C. T. : Cette communication a ciblé dans un premier temps les professionnels pour qu’ils soient un relais d’information. Le gouvernement, puis la CNSS ont déjà communiqué par des campagnes institutionnelles sur les ondes de la radio et des chaînes de télévision. Ceci dit, les trois parties concernées, à savoir l’ANAM, la CNSS et la CNOPS, préparent aussi des campagnes de communication et d’information par rapport aux patients et qui seront diffusées sur les différents supports médias dans un proche avenir.

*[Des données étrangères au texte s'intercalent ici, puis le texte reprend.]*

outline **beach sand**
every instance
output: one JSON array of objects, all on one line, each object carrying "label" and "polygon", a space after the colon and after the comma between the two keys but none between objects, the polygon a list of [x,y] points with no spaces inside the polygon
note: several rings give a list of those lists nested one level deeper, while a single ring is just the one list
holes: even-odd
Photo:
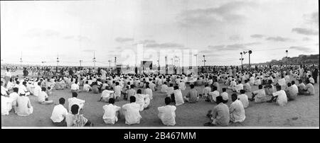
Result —
[{"label": "beach sand", "polygon": [[[319,81],[319,79],[318,79]],[[297,81],[296,81],[297,83]],[[220,86],[221,88],[225,87]],[[160,87],[158,87],[160,88]],[[203,86],[197,86],[199,93]],[[250,101],[250,106],[245,108],[245,120],[241,123],[231,123],[229,127],[318,127],[319,126],[319,86],[314,85],[316,95],[311,96],[299,96],[294,101],[290,101],[284,107],[277,105],[274,103],[255,103]],[[186,95],[190,86],[183,91]],[[137,89],[137,88],[136,88]],[[257,89],[252,86],[252,91]],[[229,93],[229,101],[231,103]],[[54,91],[54,96],[50,96],[55,104],[58,103],[58,99],[63,97],[66,99],[65,107],[68,108],[68,98],[71,97],[70,89]],[[85,100],[83,114],[91,120],[95,127],[164,127],[158,118],[157,108],[164,105],[166,95],[161,93],[159,90],[154,92],[154,99],[151,101],[150,108],[141,112],[142,118],[139,125],[128,125],[124,124],[124,118],[119,120],[115,125],[106,125],[102,120],[102,106],[107,103],[97,102],[100,94],[81,92],[78,98]],[[246,93],[249,98],[251,93]],[[2,127],[53,127],[50,117],[54,107],[52,105],[41,105],[37,103],[37,98],[29,96],[34,112],[27,117],[18,116],[14,112],[9,115],[1,116]],[[122,106],[129,101],[121,99],[115,105]],[[178,105],[176,110],[176,122],[177,127],[203,127],[203,124],[209,121],[206,116],[208,110],[212,110],[215,103],[208,103],[203,98],[196,103],[185,103]],[[213,127],[214,128],[214,127]]]}]

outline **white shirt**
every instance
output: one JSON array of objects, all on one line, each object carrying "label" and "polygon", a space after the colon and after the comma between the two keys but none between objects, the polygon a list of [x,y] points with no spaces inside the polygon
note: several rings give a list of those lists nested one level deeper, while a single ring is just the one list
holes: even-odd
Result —
[{"label": "white shirt", "polygon": [[278,84],[279,86],[286,86],[286,80],[284,79],[279,79]]},{"label": "white shirt", "polygon": [[242,90],[242,89],[243,89],[243,84],[239,84],[237,86],[235,86],[235,91],[238,93],[240,93],[240,91]]},{"label": "white shirt", "polygon": [[182,97],[181,90],[176,89],[174,91],[174,100],[176,101],[176,105],[180,105],[184,103],[183,98]]},{"label": "white shirt", "polygon": [[298,86],[297,86],[296,84],[292,85],[291,86],[292,86],[294,92],[298,93],[299,92]]},{"label": "white shirt", "polygon": [[158,117],[164,125],[176,125],[176,106],[165,105],[158,108]]},{"label": "white shirt", "polygon": [[4,96],[1,96],[1,115],[7,115],[9,114],[12,108],[12,99]]},{"label": "white shirt", "polygon": [[12,105],[16,105],[16,99],[18,98],[18,96],[19,96],[19,95],[16,92],[13,92],[9,94],[9,98],[11,99],[12,99]]},{"label": "white shirt", "polygon": [[220,96],[220,93],[219,93],[219,91],[213,91],[213,92],[210,92],[210,93],[209,93],[209,95],[211,96],[212,99],[215,102],[215,101],[216,101],[215,99],[216,99],[216,98],[217,98],[218,96]]},{"label": "white shirt", "polygon": [[140,111],[142,111],[144,109],[145,98],[149,98],[149,95],[136,94],[134,97],[136,97],[136,103],[140,105]]},{"label": "white shirt", "polygon": [[116,96],[121,96],[121,91],[122,91],[122,87],[120,86],[116,86],[114,87],[114,94]]},{"label": "white shirt", "polygon": [[1,94],[7,96],[8,94],[6,93],[6,91],[8,91],[8,89],[1,86]]},{"label": "white shirt", "polygon": [[142,118],[139,113],[140,105],[137,103],[131,103],[124,104],[122,106],[124,110],[124,117],[126,119],[126,124],[139,124]]},{"label": "white shirt", "polygon": [[105,105],[102,107],[105,110],[102,119],[107,124],[114,124],[118,120],[118,118],[116,116],[116,113],[120,110],[121,108],[112,104]]},{"label": "white shirt", "polygon": [[71,90],[78,90],[80,88],[79,85],[76,84],[71,84]]},{"label": "white shirt", "polygon": [[89,84],[85,84],[83,85],[83,91],[89,91],[89,90],[90,89],[91,86]]},{"label": "white shirt", "polygon": [[114,91],[105,89],[101,93],[101,97],[105,98],[110,98],[110,94],[113,93],[114,93]]},{"label": "white shirt", "polygon": [[59,104],[53,108],[53,110],[52,111],[51,117],[50,118],[54,122],[60,122],[67,116],[67,109],[63,105]]},{"label": "white shirt", "polygon": [[230,105],[229,112],[230,117],[234,120],[234,122],[241,122],[245,119],[245,108],[242,103],[238,99]]},{"label": "white shirt", "polygon": [[11,77],[11,73],[10,72],[6,71],[4,73],[4,76]]},{"label": "white shirt", "polygon": [[20,85],[19,86],[19,90],[18,91],[18,94],[20,94],[21,93],[26,93],[28,91],[26,90],[26,87],[23,85]]},{"label": "white shirt", "polygon": [[228,101],[229,99],[227,92],[221,93],[220,96],[223,97],[223,101]]},{"label": "white shirt", "polygon": [[38,96],[40,92],[41,92],[41,87],[40,87],[40,86],[36,85],[33,90],[33,96]]},{"label": "white shirt", "polygon": [[71,113],[71,106],[73,105],[74,104],[77,104],[78,105],[79,105],[80,110],[80,108],[82,108],[85,102],[84,100],[81,100],[75,97],[68,98],[68,101],[69,102],[68,105],[69,113]]},{"label": "white shirt", "polygon": [[168,86],[167,85],[163,84],[161,86],[161,92],[166,93],[167,89],[168,89]]},{"label": "white shirt", "polygon": [[46,101],[46,98],[48,98],[48,94],[45,91],[40,92],[39,96],[38,96],[38,102]]},{"label": "white shirt", "polygon": [[152,90],[150,88],[146,88],[144,89],[144,93],[145,94],[148,94],[149,97],[150,98],[151,100],[153,99],[153,95],[152,95]]},{"label": "white shirt", "polygon": [[238,96],[238,99],[242,103],[242,105],[245,108],[249,106],[249,100],[247,99],[247,96],[246,94],[240,94]]},{"label": "white shirt", "polygon": [[286,92],[284,90],[280,90],[274,92],[272,93],[272,95],[273,96],[278,96],[278,98],[277,98],[277,103],[281,106],[285,105],[288,102],[287,99]]}]

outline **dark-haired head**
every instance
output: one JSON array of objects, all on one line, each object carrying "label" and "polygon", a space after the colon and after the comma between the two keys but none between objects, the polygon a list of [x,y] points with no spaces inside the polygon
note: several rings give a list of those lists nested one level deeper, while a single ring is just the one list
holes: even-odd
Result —
[{"label": "dark-haired head", "polygon": [[71,113],[73,115],[78,114],[78,113],[79,113],[79,105],[78,105],[77,104],[74,104],[73,105],[72,105],[71,106]]},{"label": "dark-haired head", "polygon": [[132,96],[130,96],[130,103],[136,102],[136,97]]},{"label": "dark-haired head", "polygon": [[109,103],[114,104],[114,98],[111,98],[109,99]]},{"label": "dark-haired head", "polygon": [[164,98],[164,103],[166,105],[169,105],[171,103],[171,98],[170,97],[166,97],[166,98]]},{"label": "dark-haired head", "polygon": [[76,92],[73,92],[73,97],[78,97],[78,93]]},{"label": "dark-haired head", "polygon": [[59,98],[59,104],[63,105],[65,103],[65,99],[63,98]]}]

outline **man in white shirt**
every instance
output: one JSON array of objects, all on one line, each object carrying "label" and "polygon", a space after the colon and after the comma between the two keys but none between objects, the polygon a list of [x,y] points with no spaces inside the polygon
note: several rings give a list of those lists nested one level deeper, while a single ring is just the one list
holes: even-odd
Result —
[{"label": "man in white shirt", "polygon": [[271,103],[276,100],[276,103],[281,106],[284,106],[288,102],[287,98],[286,92],[284,90],[281,90],[281,86],[277,86],[277,92],[272,93],[272,98],[270,101],[267,101],[268,103]]},{"label": "man in white shirt", "polygon": [[137,91],[137,94],[134,95],[137,104],[140,105],[140,111],[144,110],[144,109],[147,108],[150,104],[150,98],[148,94],[142,94],[141,89]]},{"label": "man in white shirt", "polygon": [[45,87],[41,88],[41,92],[40,92],[39,96],[38,96],[38,102],[41,104],[52,104],[53,101],[49,101],[48,96],[46,91],[47,89]]},{"label": "man in white shirt", "polygon": [[262,88],[262,85],[259,85],[258,88],[259,90],[252,92],[252,96],[250,100],[251,101],[255,101],[255,103],[263,103],[265,101],[265,91]]},{"label": "man in white shirt", "polygon": [[116,86],[114,86],[114,96],[115,100],[117,100],[119,97],[121,96],[121,91],[122,91],[122,86],[119,86],[119,82],[115,83]]},{"label": "man in white shirt", "polygon": [[78,85],[78,81],[75,81],[74,84],[71,84],[71,92],[79,92],[80,91],[79,85]]},{"label": "man in white shirt", "polygon": [[161,92],[166,93],[167,90],[168,90],[168,86],[166,85],[166,82],[164,82],[164,84],[161,85]]},{"label": "man in white shirt", "polygon": [[171,99],[169,97],[164,98],[165,106],[158,108],[158,117],[164,125],[176,125],[176,106],[170,105]]},{"label": "man in white shirt", "polygon": [[149,85],[146,86],[146,89],[144,89],[144,94],[148,94],[150,100],[153,99],[152,90],[150,88]]},{"label": "man in white shirt", "polygon": [[213,87],[213,91],[209,93],[209,98],[207,98],[206,101],[216,103],[216,98],[220,96],[220,93],[217,91],[217,87],[215,86]]},{"label": "man in white shirt", "polygon": [[9,94],[9,98],[12,100],[12,108],[16,112],[16,99],[19,96],[18,94],[18,88],[17,87],[14,88],[14,92]]},{"label": "man in white shirt", "polygon": [[298,96],[298,90],[297,88],[294,89],[294,87],[291,85],[291,83],[287,84],[288,87],[285,89],[285,92],[287,94],[287,98],[288,99],[288,101],[294,101],[297,96]]},{"label": "man in white shirt", "polygon": [[238,98],[242,103],[243,107],[247,108],[249,106],[249,99],[247,98],[247,96],[245,94],[245,90],[240,90],[240,95],[238,96]]},{"label": "man in white shirt", "polygon": [[86,81],[85,84],[83,85],[83,91],[89,92],[91,90],[91,86],[88,84],[88,81]]},{"label": "man in white shirt", "polygon": [[[183,97],[182,96],[181,90],[178,86],[174,87],[174,103],[176,105],[180,105],[184,103]],[[171,96],[172,97],[172,96]]]},{"label": "man in white shirt", "polygon": [[139,113],[140,105],[135,103],[136,97],[130,97],[130,103],[124,104],[122,106],[123,114],[126,119],[126,124],[139,124],[142,118]]},{"label": "man in white shirt", "polygon": [[41,83],[38,82],[36,85],[34,86],[34,90],[33,90],[33,96],[38,96],[40,94],[40,92],[41,92],[41,87],[40,86],[41,85]]},{"label": "man in white shirt", "polygon": [[108,86],[107,86],[105,89],[103,90],[102,93],[101,93],[101,98],[98,101],[101,101],[102,100],[103,100],[103,101],[105,102],[109,102],[109,99],[110,99],[111,98],[114,98],[114,91],[112,91],[112,87],[110,87],[110,90],[108,90]]},{"label": "man in white shirt", "polygon": [[20,94],[21,93],[25,93],[26,96],[30,95],[30,92],[28,92],[28,90],[26,89],[26,81],[23,81],[22,85],[19,86],[19,90],[18,91],[18,93]]},{"label": "man in white shirt", "polygon": [[73,104],[77,104],[79,106],[79,111],[83,110],[85,101],[79,99],[77,97],[78,93],[76,92],[73,92],[73,97],[68,99],[68,101],[69,102],[68,109],[70,113],[71,113],[71,106]]},{"label": "man in white shirt", "polygon": [[243,84],[241,84],[241,81],[238,81],[238,84],[235,86],[235,91],[237,93],[240,93],[240,91],[243,89]]},{"label": "man in white shirt", "polygon": [[233,103],[230,105],[230,120],[233,122],[242,122],[245,121],[245,108],[242,105],[242,103],[238,99],[236,93],[231,95],[231,99]]},{"label": "man in white shirt", "polygon": [[6,69],[6,72],[4,73],[4,80],[6,81],[4,87],[7,86],[10,78],[11,78],[11,73],[10,72],[9,69]]},{"label": "man in white shirt", "polygon": [[9,112],[12,109],[12,101],[11,98],[1,93],[1,115],[9,115]]},{"label": "man in white shirt", "polygon": [[104,110],[104,114],[102,119],[106,124],[114,124],[118,121],[118,117],[120,117],[121,108],[114,105],[114,99],[109,99],[109,105],[105,105],[102,107]]},{"label": "man in white shirt", "polygon": [[65,117],[67,116],[68,110],[63,106],[65,103],[65,99],[60,98],[59,99],[59,105],[55,105],[52,111],[51,117],[50,118],[54,125],[58,127],[65,127]]},{"label": "man in white shirt", "polygon": [[6,88],[4,86],[4,83],[1,81],[1,95],[8,96],[9,91],[8,89]]}]

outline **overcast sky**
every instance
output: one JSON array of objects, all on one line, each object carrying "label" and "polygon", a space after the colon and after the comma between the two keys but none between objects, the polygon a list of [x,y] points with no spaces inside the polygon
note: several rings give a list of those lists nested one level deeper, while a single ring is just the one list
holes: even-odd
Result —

F. N. H. : Le prix de base de remboursement a été fixé par rapport aux médicaments génériques, sachant que certains praticiens préfèrent prescrire la molécule de base. Cela ne pose-t-il pas un problème de remboursement ?
C. T. : En réalité, il faut que les professionnels de santé, prescripteurs, évoluent sur cette question. Même la loi de la pharmacie et du médicament a changé, instituant le laboratoire d’analyses. Il faut que l’on sache que le ministère de la Santé est très responsable et fait un travail qui respecte les normes notamment européennes ; il s’entoure des précautions nécessaires pour mettre à disposition un médicament fiable et de qualité avant de mettre des génériques sur le marché. Les professionnels sont donc invités à prescrire les génériques quand ils existent. Cela allège l’engagement financier des assurés et augmente leur capacité à accéder aux soins de santé.
Maintenant, si les professionnels jugent qu’il y a un médicament qui ne serait pas fiable, ils n’ont qu’à en informer la structure compétente au ministère de la Santé et lui exposer la crainte ou le constat fait. Ou bien le générique est bon, dans ce cas le ministère de la Santé a les moyens de le prouver et d’informer sur les quelques réticences que pourraient avoir les praticiens. Ou bien on démontrerait qu’effectivement le médicament pose problème, dans ce cas il sera retiré.
Il ne faut pas avoir de prises de position unilatérales et mettre l’assuré ou l’assurance maladie devant des situations de surcoût, et donc de gaspillage, ce n’est pas justifié. Il faut favoriser le générique le moins cher afin que l’assuré ne garde à sa charge que le ticket modérateur réglementaire et donc minimum, et par conséquent le système de santé dans son ensemble.
Bien entendu, quand le médicament n’a pas de générique, on prescrit et on rembourse sur la base du prix public marocain du princeps du moment qu’il figure sur la liste des médicaments remboursables.
F. N. H. : Concernant les affections de longue durée, ne pensez-vous pas que l’AMO n’a finalement rien apporté de nouveau pour la prise en charge, puisque les 10 à 30 % non pris en charge ne sont pas à la portée du malade ?
C. T. : Je voudrais vous dire déjà que cette problématique est à l’heure actuelle à l’étude. Cela dit, il faut savoir qu’il y a 90 % qui sont pris en charge. Les 10 % restants peuvent parfois constituer un montant important qui n’est pas à la portée de tout le monde. Vous avez parfaitement raison la-dessus. Dans ce sens, quelques décisions ont déjà été prises pour exonérer totalement les assurés, et nous sommes en train d’évaluer quel serait le niveau de l’exonération du ticket modérateur pour chacune des affections chroniques.
La CNOPS, pour cinq grandes pathologies, rembourse déjà à hauteur de 100 % même dans les structures privées.
Pour la CNSS, au regard de la courte expérience qu’elle a dans le temps avec les ALD, et c’est tout à fait légitime, elle préfère attendre un peu pour asseoir sa politique par rapport à des éléments scientifiquement prouvés. Donc, on est en train de réfléchir ensemble sur cet aspect-là ; il est évident que l’accès aux soins ne doit pas être freiné par l’incapacité de prendre en charge un ticket modérateur. Je pense qu’avant fin 2007, on aura arrêté les niveaux d’exonération pour les ALD, pour ne garder à la charge de l’assuré que ce qu’il peut supporter, le reliquat étant pris en charge par l’assureur.
D’autre part, il faut toujours veiller à assurer les équilibres nécessaires, car il ne faut pas, par rapport à des ambitions trop volontaristes, qu’on expose notre couverture médicale à des risques inconsidérés. Il faut faire les choses avec mesure, et par étape.